I wavered over whether or not I should complete the review; Ben’s filling in for me next week, and I’m sure he would’ve stepped up and done so this week as well. But I opted to see it through, in honor of one of my earliest readers, the guy who introduced me to the joys of appointment television through weekly family viewings of Star Trek: The Next Generation and Max Headroom, and taught me the virtues of finishing what I’ve started. Here’s to my dad, a better man and a better father than Logan Roy could ever hope to be.
Stray observations
I don’t know about anybody else, but “Living+” gave me a hankering to revisit the California episodes of Mad Men.

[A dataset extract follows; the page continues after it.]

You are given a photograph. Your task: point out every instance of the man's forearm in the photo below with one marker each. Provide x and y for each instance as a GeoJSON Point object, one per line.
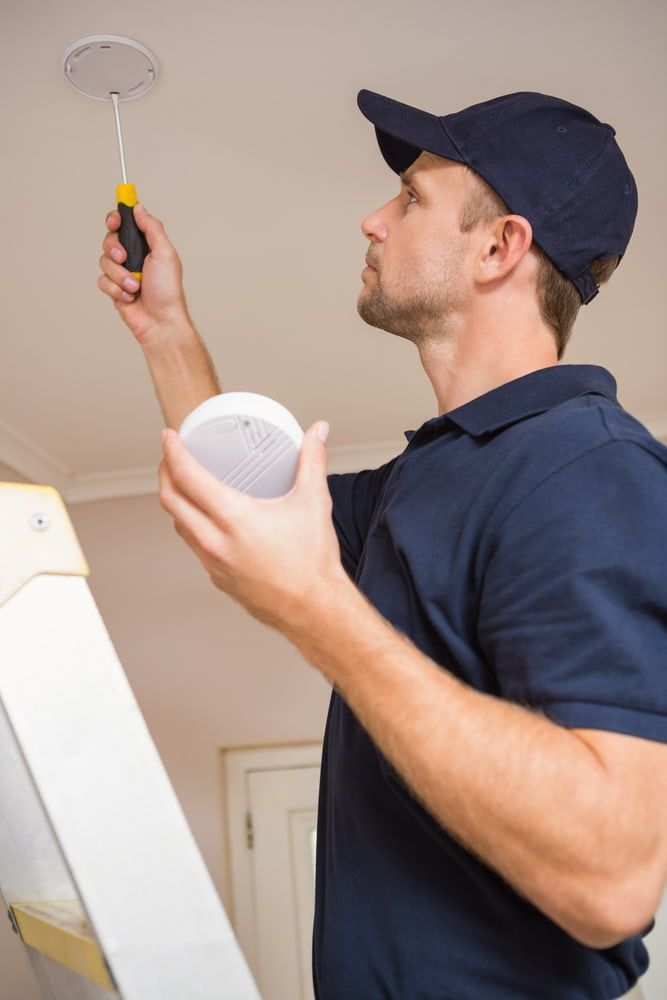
{"type": "Point", "coordinates": [525, 795]}
{"type": "Point", "coordinates": [182, 371]}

Maximum Mattson: It’s a great character detail that Mattson not only flies barefoot, but doesn’t stop to put on shoes before boarding someone else’s plane, either.
Hot new Waystar property: Morons. Like the Minions, but more so.
More Bluth-Roy parallels: Like the errant ice cream scoop that caused George Sr. to ban all food from family vehicles, Kendall and Roman had a dairy mishap in a Range Rover—a chocolate milk spill they tried to pin on Shiv. I don’t know what’s going on with the hint of German accent that sneaks into Snook’s reading of that line reading, but I don’t hate it.
Cousin Greg, a.k.a. PitchBot, has some thoughts about selling Silicon Valley on Living+: “I think it’s hard to make houses seem like tech, because we’ve had houses for a while now.”
Roman Roy, wizard of semantics: “I didn’t fire her, I said she was fired to her.”
Lots of good wordless reactions from Sarah Snook in “Living+,” the best being the faces Shiv makes after Tom says, “I think I would like this back.”
Shiv goes to the party prepared to spar: Her outfit looks like a couture karate gi, complete with black belt.
The lighting on Peter Friedman, David Rasche, and J. Smith-Cameron in the balcony is a nice touch. When the camera checks back in with them post-tweet, they look like they’re in a Dutch Golden Age painting.
Roman’s early review of the Living+ presentation: “If I cringe any harder, I might become a fossil.”
Things that are funnier now than they were when they were written: The inane Living+ tweets that show up on Hugo’s phone after Mattson’s—“What would you say to an offer of immortality? I’d say yes fucking please dog. Even if the offer is from a talking dog.” and “Who wants to live forever? Me! I’m in! #LivingPlus #YesPlease”—come from blue checkmark randos.
Man, so sorry about your dad. Cancer fucking sucks
I feel selfish for enjoying this review so much because I'm heartbroken for your loss. Condolences to you and your family.